What sets Wu’s microwave origin theory apart is that it explains how ball lightning can appear inside an aircraft. Electrons, being tiny relative to atoms, are able to pass through the metal shell of an aircraft after being accelerated outside of it via a lightning strike. Microwaves are then emitted by the suped-up electrons inside where they form ball lightning. The electron-microwave-plasma pathway also explains the size of ball lightning, since the length of the electron bunch sped up by a lightning strike matches up with the typical 20-50 centimeter diameter of the resulting microwave bubble.

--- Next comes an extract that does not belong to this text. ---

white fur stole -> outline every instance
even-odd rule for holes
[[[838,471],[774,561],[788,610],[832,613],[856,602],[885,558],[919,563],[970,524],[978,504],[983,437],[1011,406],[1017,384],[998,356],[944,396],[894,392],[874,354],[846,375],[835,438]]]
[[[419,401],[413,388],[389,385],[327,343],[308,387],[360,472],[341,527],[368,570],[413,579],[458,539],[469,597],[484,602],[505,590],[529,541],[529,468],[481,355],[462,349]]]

As is ever the case for science, more work needs to be done to firm up Wu’s theory. It’s based on particle simulations, so experiments will be necessary to verify the proposed electron-microwave-plasma mechanism by which ball lightning is formed. This includes figuring out a good way to create ball lightning via lightning strikes on demand and then looking for high-speed electrons as well as microwaves.
If it holds, Wu says, the theory raises important questions about the hazards posed by high-energy electrons and microwave radiation being generated near people caught in lightning storms. Just take a look at what happened last year in Sioux Falls, South Dakota. A man filming a lightning storm catches what appears to be a falling ball of lightning (just past the 36-second mark) on camera nearby. “Wow,” he says. Then a woman, also watching, replies, “I know, right?!”